The patch + the commit message: http://hg.openjdk.java.net/jdk7/hotspot-comp/hotspot/rev/e8443c7be117
Sun bug:
http://bugs.sun.com/view_bug.do?bug_id=6921969
Mailing list posts:http://mail.openjdk.java.net/pipermail/hotspot-compiler-dev/2010-January/002639.html
http://mail.openjdk.java.net/pipermail/hotspot-compiler-dev/2010-February/002660.html
It applies well to the BigInteger.mulAdd loop:
private final static long LONG_MASK = 0xffffffffL; static int mulAdd(int[] out, int[] in, int offset, int len, int k) { long kLong = k & LONG_MASK; long carry = 0; offset = out.length-offset - 1; for (int j=len-1; j >= 0; j--) { long product = (in[j] & LONG_MASK) * kLong + (out[offset] & LONG_MASK) + carry; out[offset--] = (int)product; carry = product >>> 32; } return (int)carry; }
It improved an internal microbenchmark that uses BigInteger.mulAdd by 12%, and crypto.rsa and crypto.signverify in SPECjvm2008 by 7% and 2.3%, respectively in my measurements.
Here's low level details.

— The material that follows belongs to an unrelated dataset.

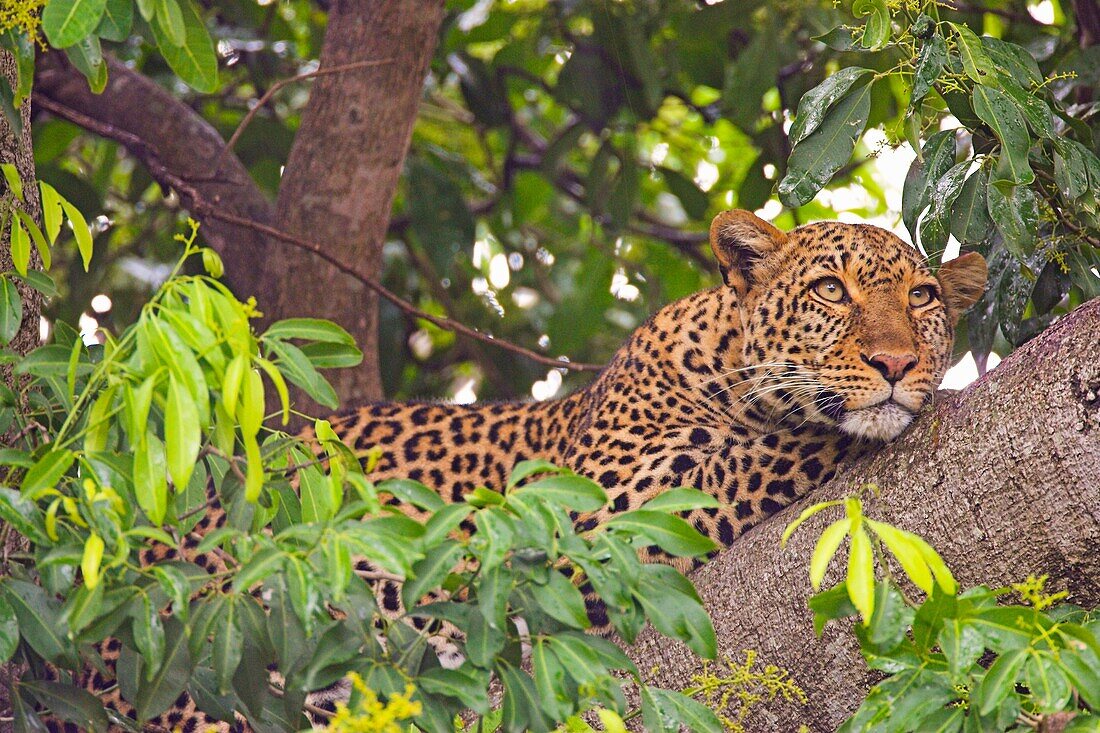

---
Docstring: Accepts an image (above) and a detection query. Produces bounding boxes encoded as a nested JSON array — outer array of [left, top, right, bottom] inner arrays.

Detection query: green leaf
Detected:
[[10, 213, 29, 276], [981, 36, 1042, 86], [1026, 652, 1072, 712], [532, 637, 573, 721], [42, 0, 107, 48], [854, 0, 890, 49], [213, 596, 243, 693], [378, 478, 445, 512], [911, 35, 946, 106], [951, 23, 996, 82], [20, 681, 109, 731], [478, 563, 511, 631], [778, 82, 872, 208], [133, 434, 168, 524], [13, 271, 59, 299], [1, 580, 73, 665], [788, 68, 873, 147], [506, 459, 567, 489], [466, 606, 505, 668], [809, 518, 851, 590], [903, 129, 956, 237], [660, 167, 709, 220], [421, 502, 473, 548], [473, 507, 514, 570], [418, 667, 490, 715], [997, 77, 1055, 139], [155, 0, 185, 45], [164, 372, 200, 492], [402, 541, 463, 610], [0, 594, 17, 662], [135, 617, 192, 720], [96, 0, 133, 40], [846, 526, 875, 625], [64, 36, 107, 94], [536, 569, 591, 630], [972, 85, 1034, 186], [512, 474, 607, 512], [644, 687, 724, 733], [640, 487, 720, 514], [232, 547, 283, 592], [978, 647, 1027, 715], [0, 276, 22, 345], [267, 338, 338, 409], [938, 618, 985, 681], [148, 0, 218, 93], [264, 318, 356, 345], [635, 565, 716, 658], [59, 197, 94, 270], [607, 509, 717, 557], [0, 488, 48, 544], [21, 449, 75, 496], [498, 661, 549, 733], [951, 168, 994, 245], [986, 182, 1038, 258]]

On x86 (32 bit), a 64 bit long multiplication is implemented as a sequence of multiple 32 bit multiplications as in:
MOV EBP,ECX.lo IMUL EBP,EDX MOV EDX,ECX.hi IMUL EDX,EAX ADD EBP,EDX MUL EDX:EAX,ECX.lo ADD EDX,EBP
This is based on the following idea:
Result = x * y
is implemented as
lo(result) = lo(x_lo * y_lo)
hi(result) = hi(x_lo * y_lo) + lo(x_hi * y_lo) + lo(x_lo * y_hi)
where lo(x) indicates the lower 32 bits of x and hi(x) the higher 32 bits of x.
In the above mulAdd code, the higher 32 bits of both of operands are known to be zero because of the '&' operations. In such cases, some 32 bit multiplications are redundant. In the above formula, if x_hi=0 and y_hi=0,
lo(result) = lo(x_lo * y_lo)
hi(result) = hi(x_lo * y_lo)
because lo(x_hi * y_lo) = 0 and lo(x_lo * y_hi) = 0.
In this case, we need to emit only
MUL EDX:EAX,ECX.lo
which is one instruction instead of 7 and is faster to execute. There are variations of this where only one of x_hi and y_hi is zero.
I thank Chuck Rasbold, Tom Rodriguez, Christian Thalinger, and Vladimir Kozlov who reviewed this change.